日産リーフ、テスラモデルS、シボレーBoltのいずれも、バッテリーは車体中央の床下にあります。しかしEV版アイオニックのバッテリーは、リアシート下に置かれるそうです。ハイブリッドとの共有シャシーゆえに、車体中央の床下にバッテリーを置けなかったのだと思います

考えられる理由その2: ハイブリッドとのカニバリゼーションを恐れた

先行して販売されるハイブリッド版・アイオニックの存在を考えると、ヒュンダイがEV版を差別化したいと考えるのは当然です。

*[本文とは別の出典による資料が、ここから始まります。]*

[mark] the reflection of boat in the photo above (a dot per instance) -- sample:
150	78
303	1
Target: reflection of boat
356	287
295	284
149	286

しかし同じシャシー、同じデザインの車ですから、性能でしか差別化できません

しかもハイブリッド版の価格を「プリウス・キラー」として安価に設定してしまったがために、EV版だけを高級車として売ることもできません。

となると、バッテリー容量を削って出来る限り安くするしか方法がないのです。それでもEV版アイオニックは安くありませんが、各国のグリーン税制や補助金等を含めれば、ギリギリ200万円台で購入可能な車として売り出せるのではないでしょうか。

絵に描いた餅

なんにせよ、コスト削減のために同じシャシーで3種類のパワーユニットを展開しようというのは、画餅だった感が否めません。せめてハイブリッド版を「プレミアム・コンパクト」として販売していれば、もう少しやりようがあったと思うのですが……プリウスのプレッシャーに負けたということですかね。